Ao lado da prefeitura, no cruzamento com a rua Siqueira Campos, parte da multidão começava a caminhar em direção a avenida Júlio de Castilhos. Poucos metros à frente, um princípio de briga, a massa se dividia. “Volta! Volta! Eles são do PT”, urrava um sujeito baixinho entroncado, que tentava convencer o grupo a permanecer em volta da prefeitura.

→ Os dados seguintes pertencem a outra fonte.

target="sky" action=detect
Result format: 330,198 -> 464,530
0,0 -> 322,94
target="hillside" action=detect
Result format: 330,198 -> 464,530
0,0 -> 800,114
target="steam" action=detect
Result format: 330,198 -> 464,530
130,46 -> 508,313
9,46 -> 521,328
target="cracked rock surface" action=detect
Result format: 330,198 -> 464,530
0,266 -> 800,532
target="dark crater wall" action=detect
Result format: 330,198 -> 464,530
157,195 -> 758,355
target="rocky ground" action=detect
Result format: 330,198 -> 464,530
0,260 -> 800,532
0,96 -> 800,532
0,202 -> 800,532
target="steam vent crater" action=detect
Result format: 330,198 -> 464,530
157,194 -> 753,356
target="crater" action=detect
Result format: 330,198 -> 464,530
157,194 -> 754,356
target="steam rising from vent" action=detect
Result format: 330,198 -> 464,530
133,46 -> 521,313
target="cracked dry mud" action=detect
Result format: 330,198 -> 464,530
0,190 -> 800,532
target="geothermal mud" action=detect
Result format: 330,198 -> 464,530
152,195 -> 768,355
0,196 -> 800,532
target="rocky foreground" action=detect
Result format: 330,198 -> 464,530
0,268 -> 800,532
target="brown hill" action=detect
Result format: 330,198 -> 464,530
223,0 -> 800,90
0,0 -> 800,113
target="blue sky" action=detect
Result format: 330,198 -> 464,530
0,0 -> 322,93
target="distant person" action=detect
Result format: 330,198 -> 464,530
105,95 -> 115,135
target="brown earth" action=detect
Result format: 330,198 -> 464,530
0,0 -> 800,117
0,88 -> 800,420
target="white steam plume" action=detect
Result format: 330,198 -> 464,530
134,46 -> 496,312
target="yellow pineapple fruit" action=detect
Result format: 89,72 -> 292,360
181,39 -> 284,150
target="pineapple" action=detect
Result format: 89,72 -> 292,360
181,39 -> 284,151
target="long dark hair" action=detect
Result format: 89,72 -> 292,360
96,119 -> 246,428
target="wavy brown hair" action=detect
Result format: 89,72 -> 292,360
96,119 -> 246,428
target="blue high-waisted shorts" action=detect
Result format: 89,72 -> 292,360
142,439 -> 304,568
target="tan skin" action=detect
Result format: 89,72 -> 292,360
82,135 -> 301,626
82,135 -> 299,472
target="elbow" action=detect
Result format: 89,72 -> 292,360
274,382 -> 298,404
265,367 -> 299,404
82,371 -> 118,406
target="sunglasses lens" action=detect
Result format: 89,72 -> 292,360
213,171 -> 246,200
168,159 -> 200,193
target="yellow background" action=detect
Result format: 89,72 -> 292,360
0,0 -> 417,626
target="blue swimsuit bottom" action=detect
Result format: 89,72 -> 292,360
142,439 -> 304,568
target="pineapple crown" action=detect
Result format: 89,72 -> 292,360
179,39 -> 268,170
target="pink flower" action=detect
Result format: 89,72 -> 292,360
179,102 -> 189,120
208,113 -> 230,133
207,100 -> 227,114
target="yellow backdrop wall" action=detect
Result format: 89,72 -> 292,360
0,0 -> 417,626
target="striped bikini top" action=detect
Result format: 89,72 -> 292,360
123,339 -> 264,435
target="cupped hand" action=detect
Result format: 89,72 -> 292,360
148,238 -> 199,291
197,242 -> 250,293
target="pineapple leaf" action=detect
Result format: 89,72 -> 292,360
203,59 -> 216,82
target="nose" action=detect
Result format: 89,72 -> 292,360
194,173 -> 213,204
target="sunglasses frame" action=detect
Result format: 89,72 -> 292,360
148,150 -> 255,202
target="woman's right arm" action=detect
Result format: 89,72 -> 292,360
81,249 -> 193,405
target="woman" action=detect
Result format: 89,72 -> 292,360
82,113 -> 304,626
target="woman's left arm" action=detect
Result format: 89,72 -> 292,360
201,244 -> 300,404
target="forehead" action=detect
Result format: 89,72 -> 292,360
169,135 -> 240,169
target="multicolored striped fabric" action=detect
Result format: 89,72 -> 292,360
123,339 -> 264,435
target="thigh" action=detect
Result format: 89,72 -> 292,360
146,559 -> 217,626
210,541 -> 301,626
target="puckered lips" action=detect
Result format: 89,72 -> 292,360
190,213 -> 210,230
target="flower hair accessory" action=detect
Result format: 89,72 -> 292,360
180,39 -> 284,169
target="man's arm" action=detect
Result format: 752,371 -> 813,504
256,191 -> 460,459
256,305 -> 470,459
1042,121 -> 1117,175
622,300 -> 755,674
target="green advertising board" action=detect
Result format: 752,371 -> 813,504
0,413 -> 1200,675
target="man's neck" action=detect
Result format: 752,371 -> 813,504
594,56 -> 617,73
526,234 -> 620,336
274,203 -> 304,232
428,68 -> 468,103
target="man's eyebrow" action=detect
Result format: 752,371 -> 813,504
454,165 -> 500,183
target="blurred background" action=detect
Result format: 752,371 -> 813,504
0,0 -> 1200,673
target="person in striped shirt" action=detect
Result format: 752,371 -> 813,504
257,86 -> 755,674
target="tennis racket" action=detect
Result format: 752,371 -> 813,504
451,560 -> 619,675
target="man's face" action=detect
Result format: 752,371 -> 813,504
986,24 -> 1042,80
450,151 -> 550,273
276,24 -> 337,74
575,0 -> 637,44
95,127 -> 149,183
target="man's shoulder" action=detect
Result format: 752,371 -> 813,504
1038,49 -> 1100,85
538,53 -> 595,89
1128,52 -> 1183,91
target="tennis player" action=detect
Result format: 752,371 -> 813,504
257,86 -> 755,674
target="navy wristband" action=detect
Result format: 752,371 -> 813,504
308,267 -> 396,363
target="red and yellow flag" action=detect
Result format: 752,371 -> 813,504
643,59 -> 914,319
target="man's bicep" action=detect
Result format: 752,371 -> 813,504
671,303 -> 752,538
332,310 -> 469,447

No início da avenida Júlio de Castilhos, o grupo parecia não entender que era guiado por um partido. Enquanto uma dezena de pessoas desfilava por cima do arco da estação Mercado do Trensurb, 18 cavalarianos da Brigada Militar, parados embaixo deste mesmo monumento, observavam a massa que tomava de forma pacífica a avenida.

De repente, um pedido para que todos se abaixem. Uma militante que tentava liderar começa um “megafone humano”, em que ela gritava e todos repetiam. A ordem era clara: Liberar espaço para as faixas passarem. Bandeiras da União Nacional dos Estudantes (UNE) e da União Estadual dos Estudantes (UEE) voaram por um corredor, aberto de forma messiânica pela líder estudantil.

Às 19h30min, a massa contornava a Igreja Universal do Reino de Deus. Os gritos de ordem lançavam criticas ao deputado Marco Feliciano. Uma pessoa na janela do prédio da Igreja filmava e abanava em apoio à manifestação.

Ao ver que o povo se preparava para subir o viaduto, um sujeito reclamava: “Estamos indo para o lado errado!”. Questionado sobre qual seria o destino correto, ele responde: “Nas outras cidades as pessoas vão para o Palácio ou Assembleia daquele Estado. Não faz sentido este caminho”. O rumo que se via traçado agora era o túnel da Conceição.

Em um determinado momento, pouco antes da entrada do túnel, panos brancos apareciam nas janelas dos prédios em volta. O refrão “quem apoia pisca a luz” convidava os moradores a participarem do protesto. Quando uma turma percebeu que em um dos prédios as luzes eram coloridas, os gritos ganharam mais contexto: “Vem pra rua e fica nua” e “Quem apoia mostra os peitos” eram direcionados às prostitutas que abanavam sem intimidação.

Dentro do túnel, a fumaça de sinalizadores preenchia o espaço, que mais se parecia com uma caixa amplificada de coros: “O povo acordou!”. A semelhança com uma torcida de futebol que saía de um estádio era grande. Um espetáculo que exigia estar na escuta de um radinho, como numa partida de futebol no estádio. Ninguém sabia direito o que se passava na linha de frente do manifesto. Ao alcançar a avenida Salgado Filho, a massa foi silenciada pela ordem: “É hospital, turista”.

Na esquina com a avenida Osvaldo Aranha, forma-se um cordão humano que manobrava a massa em direção à praça Argentina. De lá, a população chegava à avenida João Pessoa, onde outros destinos seriam novamente traçados. A chuva e o vento continuavam. Alguns se refugiavam nas paradas de ônibus e o que se via eram pequenas turmas de amigos curtindo o evento. Uma espécie de festa na chuva, com direito a rostos pintados e nariz de palhaço. Uma verdadeira massa impermeável.

Nos protestos anteriores, o caminho para a avenida João Pessoa significava um fim certo: “Temos que voltar! É emboscada”, gritava um homem de meia idade, desmascarado, que tentava explicar a conspiração: “Tem gente infiltrada levando o pessoal para [avenida] Ipiranga, onde está o [batalhão] choque”. O boato de policiais infiltrados no front não se confirmou, mas a batalha era certa.

De repente, nas imediações do Shopping João Pessoa, a passeata começa a parar aos poucos. A única referência da população é a luz projetada pelos helicópteros que voavam baixo. Um jovem com fones no ouvido, provavelmente ouvindo rádio, falava para um amigo: “Estão queimando o Itamaraty”.

*Artigo originalmente publicada no site do Editorial J, laboratório de jornalismo da Famecos, em 21 de junho de 2013.